- Des soins prudents, diligents et avisés dans le seul intérêt du mineur. - L'héritage constitue une opération patrimoniale capitale dans la vie d'un mineur. Lorsque les formalités juridiques et fiscales de cette transmission sont réalisées, son représentant doit administrer ses biens en y apportant des « soins prudents, diligents et avisés, dans le seul intérêt du mineur »

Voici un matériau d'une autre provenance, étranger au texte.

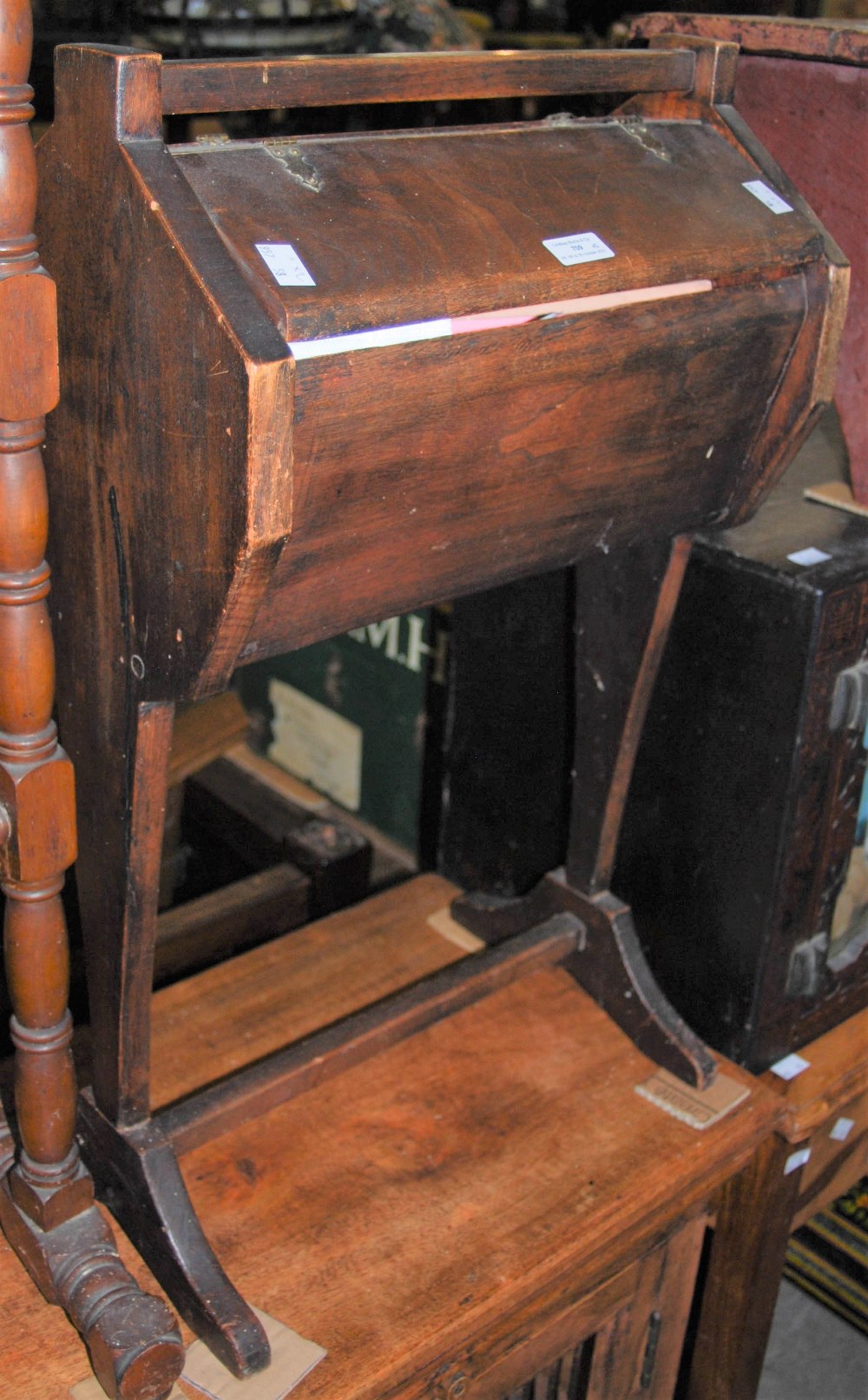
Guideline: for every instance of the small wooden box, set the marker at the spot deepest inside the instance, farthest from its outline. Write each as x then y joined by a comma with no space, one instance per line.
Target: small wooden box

. Que signifie cette directive de gestion dans le contexte économique actuel ? Même si elles prescrivent la sagesse, ces formules obscures présentent l'avantage d'une grande souplesse d'interprétation. Et la question très concrète qui se pose au représentant du mineur est de déterminer si sa mission est de conserver et préserver en l'état les biens transmis à cet héritier où s'il doit restructurer complètement ce patrimoine.
La réponse varie naturellement en fonction de la nature des biens transmis et de l'âge du mineur. Cette réponse de principe ne résout pas les cas concrets. Que faire d'un portefeuille de valeurs mobilières transmis à un mineur ? Ces actifs présentent un risque de dépréciation élevé, mais leur liquidation s'impose-t-elle automatiquement dès lors qu'ils sont transmis à un mineur alors qu'ils ont pu constituer la fortune de ses parents ? Cette question se pose dans les mêmes termes pour une entreprise familiale recueillie par un mineur. Est-il de l'intérêt du mineur de s'en débarrasser sous prétexte de son inaptitude à la gérer et du risque de décote ? Un dernier exemple permet d'illustrer les difficultés de gestion d'un patrimoine pour le compte d'un mineur. Quel sort réserver à un immeuble nécessitant des travaux, spécialement s'il s'agit d'un bien de famille ?

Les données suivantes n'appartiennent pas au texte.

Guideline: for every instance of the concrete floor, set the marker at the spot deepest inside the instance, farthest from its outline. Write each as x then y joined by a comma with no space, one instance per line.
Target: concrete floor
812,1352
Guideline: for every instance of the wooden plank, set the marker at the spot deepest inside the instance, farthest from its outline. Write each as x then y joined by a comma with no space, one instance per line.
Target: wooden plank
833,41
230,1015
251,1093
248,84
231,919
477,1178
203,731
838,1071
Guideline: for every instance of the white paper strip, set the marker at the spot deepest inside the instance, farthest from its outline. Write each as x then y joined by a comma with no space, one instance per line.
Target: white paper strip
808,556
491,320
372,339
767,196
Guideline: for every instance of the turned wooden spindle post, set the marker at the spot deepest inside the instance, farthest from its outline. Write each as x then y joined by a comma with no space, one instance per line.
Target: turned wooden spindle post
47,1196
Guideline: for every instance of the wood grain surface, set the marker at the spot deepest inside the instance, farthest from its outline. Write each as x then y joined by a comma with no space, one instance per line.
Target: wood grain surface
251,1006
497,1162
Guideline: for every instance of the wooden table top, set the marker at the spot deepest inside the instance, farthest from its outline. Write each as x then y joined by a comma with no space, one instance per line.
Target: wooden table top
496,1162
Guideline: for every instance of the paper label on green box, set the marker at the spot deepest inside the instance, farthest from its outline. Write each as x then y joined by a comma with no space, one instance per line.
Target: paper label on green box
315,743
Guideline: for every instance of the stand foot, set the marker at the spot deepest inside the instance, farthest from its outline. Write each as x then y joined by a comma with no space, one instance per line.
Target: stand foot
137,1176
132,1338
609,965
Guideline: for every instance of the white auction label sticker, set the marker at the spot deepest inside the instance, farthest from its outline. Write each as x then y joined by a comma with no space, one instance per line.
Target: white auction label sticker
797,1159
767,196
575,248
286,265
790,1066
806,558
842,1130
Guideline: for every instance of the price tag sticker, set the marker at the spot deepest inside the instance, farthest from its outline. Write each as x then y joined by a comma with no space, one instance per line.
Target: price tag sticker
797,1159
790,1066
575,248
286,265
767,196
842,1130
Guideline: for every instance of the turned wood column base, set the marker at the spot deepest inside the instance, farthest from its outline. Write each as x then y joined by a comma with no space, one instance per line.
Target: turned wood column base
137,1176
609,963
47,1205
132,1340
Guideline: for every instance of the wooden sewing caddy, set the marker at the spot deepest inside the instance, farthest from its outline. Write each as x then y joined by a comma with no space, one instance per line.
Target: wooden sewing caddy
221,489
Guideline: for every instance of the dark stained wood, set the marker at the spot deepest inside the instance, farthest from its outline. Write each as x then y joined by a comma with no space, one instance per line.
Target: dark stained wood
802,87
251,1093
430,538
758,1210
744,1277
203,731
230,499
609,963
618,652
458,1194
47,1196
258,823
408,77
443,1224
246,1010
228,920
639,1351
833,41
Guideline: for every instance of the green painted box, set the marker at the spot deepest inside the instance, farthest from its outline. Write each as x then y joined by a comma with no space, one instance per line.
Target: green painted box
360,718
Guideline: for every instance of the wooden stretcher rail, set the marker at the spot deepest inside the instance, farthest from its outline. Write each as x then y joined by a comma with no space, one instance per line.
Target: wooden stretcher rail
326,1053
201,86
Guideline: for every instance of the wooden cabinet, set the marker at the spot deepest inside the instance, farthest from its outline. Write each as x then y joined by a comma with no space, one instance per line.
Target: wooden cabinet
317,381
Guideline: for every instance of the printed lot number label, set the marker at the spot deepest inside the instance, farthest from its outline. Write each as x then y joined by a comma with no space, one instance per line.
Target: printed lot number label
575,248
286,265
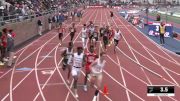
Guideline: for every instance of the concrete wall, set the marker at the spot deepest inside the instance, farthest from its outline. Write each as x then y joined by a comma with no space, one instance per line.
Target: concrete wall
27,29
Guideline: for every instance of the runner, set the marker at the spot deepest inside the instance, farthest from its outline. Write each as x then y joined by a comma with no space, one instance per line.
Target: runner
162,32
110,36
84,36
67,57
79,15
91,30
105,37
96,73
102,30
61,31
72,31
117,37
90,56
111,14
95,35
78,63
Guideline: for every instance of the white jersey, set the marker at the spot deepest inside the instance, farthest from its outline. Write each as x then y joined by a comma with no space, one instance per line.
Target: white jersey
78,60
84,32
117,35
98,68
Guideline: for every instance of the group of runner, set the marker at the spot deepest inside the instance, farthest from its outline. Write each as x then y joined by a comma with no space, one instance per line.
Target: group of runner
86,56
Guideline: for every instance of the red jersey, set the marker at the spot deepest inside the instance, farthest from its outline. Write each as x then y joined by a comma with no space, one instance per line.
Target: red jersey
90,57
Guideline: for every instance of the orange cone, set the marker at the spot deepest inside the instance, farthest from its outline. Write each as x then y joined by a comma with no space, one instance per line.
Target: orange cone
105,91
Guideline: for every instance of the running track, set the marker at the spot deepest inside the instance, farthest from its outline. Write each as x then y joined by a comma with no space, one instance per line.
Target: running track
138,62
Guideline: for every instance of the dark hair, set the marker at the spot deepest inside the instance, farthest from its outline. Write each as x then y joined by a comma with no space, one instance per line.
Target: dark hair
4,30
79,48
10,30
70,43
102,53
91,46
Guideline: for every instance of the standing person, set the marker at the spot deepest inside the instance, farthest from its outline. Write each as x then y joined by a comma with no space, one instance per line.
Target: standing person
50,23
78,63
84,35
10,47
110,37
61,19
90,57
4,45
105,37
91,30
61,32
111,14
95,35
72,31
67,57
97,73
102,30
79,15
117,37
39,27
162,32
73,15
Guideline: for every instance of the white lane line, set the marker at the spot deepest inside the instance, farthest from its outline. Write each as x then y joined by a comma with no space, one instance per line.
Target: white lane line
124,81
67,96
34,51
134,75
149,53
52,84
156,63
52,74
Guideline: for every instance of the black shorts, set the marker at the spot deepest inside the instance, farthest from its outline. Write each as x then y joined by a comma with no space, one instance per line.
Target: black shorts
105,40
116,42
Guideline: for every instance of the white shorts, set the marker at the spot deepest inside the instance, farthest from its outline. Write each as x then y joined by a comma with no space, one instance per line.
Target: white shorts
76,71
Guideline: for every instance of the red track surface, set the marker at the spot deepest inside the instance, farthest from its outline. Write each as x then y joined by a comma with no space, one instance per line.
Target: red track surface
138,62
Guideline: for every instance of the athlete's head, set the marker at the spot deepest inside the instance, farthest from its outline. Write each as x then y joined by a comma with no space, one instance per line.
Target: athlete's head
79,50
102,55
84,25
73,24
117,29
70,44
91,48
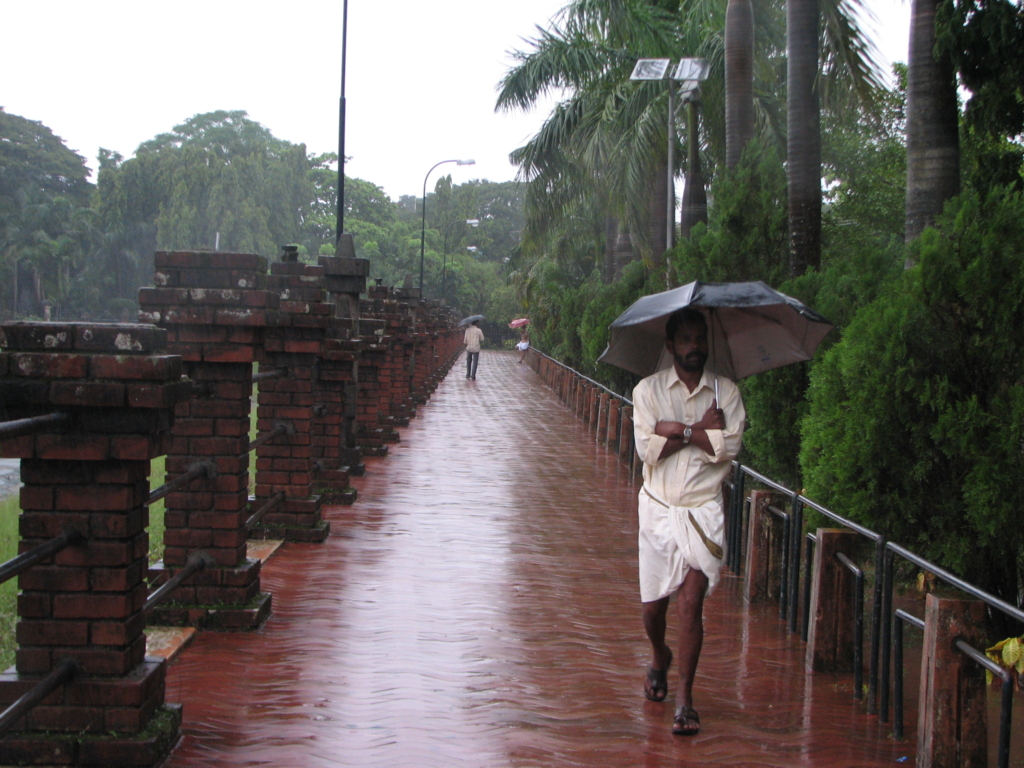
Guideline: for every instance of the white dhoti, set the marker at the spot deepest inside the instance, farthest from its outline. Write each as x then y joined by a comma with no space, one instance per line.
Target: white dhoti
673,540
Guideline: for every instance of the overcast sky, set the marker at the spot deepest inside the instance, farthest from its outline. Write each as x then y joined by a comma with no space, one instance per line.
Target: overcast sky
420,85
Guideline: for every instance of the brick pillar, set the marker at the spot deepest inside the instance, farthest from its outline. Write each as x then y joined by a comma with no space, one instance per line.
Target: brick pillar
214,307
369,434
951,717
286,464
85,603
763,570
345,280
829,636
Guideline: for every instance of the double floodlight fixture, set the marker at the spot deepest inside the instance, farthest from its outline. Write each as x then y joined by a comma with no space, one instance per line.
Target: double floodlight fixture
689,73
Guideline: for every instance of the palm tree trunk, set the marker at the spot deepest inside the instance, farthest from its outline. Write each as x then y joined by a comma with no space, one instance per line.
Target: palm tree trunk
932,125
804,135
738,79
610,238
694,194
657,215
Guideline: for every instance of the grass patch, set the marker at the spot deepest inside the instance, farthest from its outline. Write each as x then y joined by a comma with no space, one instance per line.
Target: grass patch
10,508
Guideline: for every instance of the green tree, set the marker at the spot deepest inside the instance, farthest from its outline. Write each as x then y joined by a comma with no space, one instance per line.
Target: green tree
916,416
46,228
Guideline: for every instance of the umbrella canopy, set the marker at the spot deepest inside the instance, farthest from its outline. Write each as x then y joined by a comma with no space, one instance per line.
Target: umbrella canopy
752,328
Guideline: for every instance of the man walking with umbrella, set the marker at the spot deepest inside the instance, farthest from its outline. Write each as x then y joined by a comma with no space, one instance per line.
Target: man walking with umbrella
686,437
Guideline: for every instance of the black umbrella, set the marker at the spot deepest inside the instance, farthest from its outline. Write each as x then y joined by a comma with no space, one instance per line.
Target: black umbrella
752,328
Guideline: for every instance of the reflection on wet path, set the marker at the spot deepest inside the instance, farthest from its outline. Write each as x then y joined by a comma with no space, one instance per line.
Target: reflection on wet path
477,606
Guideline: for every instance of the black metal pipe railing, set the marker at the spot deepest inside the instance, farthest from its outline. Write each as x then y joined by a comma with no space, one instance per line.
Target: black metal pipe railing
33,424
796,541
812,541
887,612
858,624
280,429
1006,701
278,373
198,469
270,505
26,560
62,673
900,616
197,562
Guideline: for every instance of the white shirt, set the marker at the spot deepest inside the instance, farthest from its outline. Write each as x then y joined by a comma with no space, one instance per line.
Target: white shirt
472,339
689,477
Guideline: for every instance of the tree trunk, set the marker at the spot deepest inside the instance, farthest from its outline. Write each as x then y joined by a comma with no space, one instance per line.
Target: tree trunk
738,79
610,238
657,213
694,206
803,166
932,125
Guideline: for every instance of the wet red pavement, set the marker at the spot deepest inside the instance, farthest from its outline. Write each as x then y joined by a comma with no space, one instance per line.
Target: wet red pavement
477,606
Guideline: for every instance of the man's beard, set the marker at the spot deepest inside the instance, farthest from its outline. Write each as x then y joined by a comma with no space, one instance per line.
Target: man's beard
692,363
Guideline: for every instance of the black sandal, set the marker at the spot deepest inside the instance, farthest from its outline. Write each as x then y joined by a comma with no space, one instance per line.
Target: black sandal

La prescription de la prudence et de la diligence conduit souvent, par simplicité, à la liquidation des actifs et au remploi des fonds sur des produits de placement exempts de risque. Ce profil de gestion, très sécuritaire, peut pourtant heurter l'intérêt de l'enfant surtout à une époque où les taux d'intérêt sont très faibles. Même si l'inflation reste elle-même contenue, elle demeure supérieure au taux d'intérêt et il en résulte une érosion du capital, ce qui peut engendrer une perte importante sur une longue durée. L'intérêt de l'enfant peut au contraire, parfois, requérir la recherche d'autres solutions. Par exemple le portefeuille de valeurs mobilières peut, selon sa composition et sa prépondérance dans le patrimoine du mineur, être conservé en tout ou partie et sa gestion confiée à un professionnel. La direction de l'entreprise et la répartition de son capital peuvent également être adaptées à la présence d'un associé mineur afin de conserver l'entreprise familiale. Enfin, pour conserver un patrimoine immobilier, des solutions financières peuvent être trouvées et mises en ?uvre sans faire courir de risques inconsidérés au mineur.
La simplicité et l'absence totale de risque sont souvent privilégiées, car derrière ces choix de gestion se profile la responsabilité du décideur. L'administrateur légal et tous les organes de la tutelle sont responsables de tout dommage résultant d'une faute quelconque commise dans l'exercice de leur fonction
. Lorsque la faute à l'origine du dommage a été commise par le juge des tutelles, le directeur des services de greffe judiciaire ou le greffier, l'action en responsabilité est dirigée contre l'État. Ces menaces de recours expliquent l'absence totale de risque dans la gestion des biens du mineur même si cela le prive d'un certain dynamisme.